Uma noite, acordei sobressaltada com um pesadelo: via-me sozinha no apartamento vazio, as paredes nuas e frias. Senti um aperto no peito tão forte que tive de me levantar para respirar.
Fui até à sala e vi o Miguel sentado no sofá, de cabeça entre as mãos.
— Não consigo dormir — disse ele sem me olhar.
Sentei-me ao lado dele. Ficámos em silêncio durante minutos intermináveis.
— Mariana… — começou ele, hesitante. — Eu só quero proteger-nos. Não quero que um dia fiquemos sem nada.
— E eu só quero que a minha família aceite quem tu és — respondi-lhe, com lágrimas nos olhos.
Ele pegou-me na mão.
— Achas que isto algum dia vai passar?
Não soube responder-lhe.
No domingo seguinte, fui à missa sozinha. Sentei-me na última fila e chorei durante quase toda a celebração. No final, o padre António aproximou-se de mim.
— Mariana, posso ajudar?
Contei-lhe tudo: o apartamento, os meus pais, o Miguel, o medo de perder tudo.
Ele ouviu-me em silêncio e depois disse:
— Às vezes, Deus não nos tira os problemas. Dá-nos força para os enfrentar. Já pensaste em rezar com eles? Juntos?
A ideia pareceu-me absurda. Os meus pais não rezavam há anos; o Miguel era agnóstico. Mas naquela noite falei com ambos.
— Quero juntar-vos cá em casa — disse-lhes ao telefone. — Só quero que conversemos. Por favor.
No sábado seguinte, estavam todos na nossa sala: eu, o Miguel, os meus pais e até a minha irmã mais nova, a Inês, que nunca se metia em nada mas agora olhava para mim com preocupação.
O ambiente era tenso; ninguém sabia por onde começar.
— Antes de falarmos do apartamento… — disse eu, com a voz trémula — queria pedir-vos uma coisa estranha: podemos rezar juntos?
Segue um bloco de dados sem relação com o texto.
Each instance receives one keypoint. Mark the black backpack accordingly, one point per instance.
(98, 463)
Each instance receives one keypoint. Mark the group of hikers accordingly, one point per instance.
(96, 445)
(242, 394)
O silêncio foi absoluto. O Miguel olhou para mim surpreendido; o meu pai franziu o sobrolho; a minha mãe sorriu tristemente; a Inês encolheu os ombros.
— Porquê? — perguntou o meu pai.
— Porque preciso de paz — respondi-lhe. — E acho que todos precisamos.
Fechámos os olhos e eu comecei uma oração simples: pedi compreensão, pedi perdão pelos nossos erros e pedi que Deus nos ajudasse a encontrar um caminho.
Quando abri os olhos, vi lágrimas nos olhos da minha mãe e até o meu pai parecia mais calmo.
A conversa que se seguiu foi dura: houve acusações, mágoas antigas vieram ao de cima, mas pela primeira vez em semanas falámos sem gritos nem portas batidas.
No fim da noite ficou decidido: os meus pais fariam um contrato simples de doação para nos dar segurança; o Miguel prometeu confiar mais neles; eu prometi nunca mais esconder os meus sentimentos até ser tarde demais.
Não foi um final feliz de conto de fadas. Ainda hoje há feridas que demoram a sarar. Mas naquela noite senti algo mudar dentro de mim: uma paz estranha e profunda.
Às vezes pergunto-me: quantas famílias se destroem por orgulho ou medo? Quantas vezes deixamos de falar quando devíamos rezar juntos? Será que aprendemos alguma coisa com tudo isto?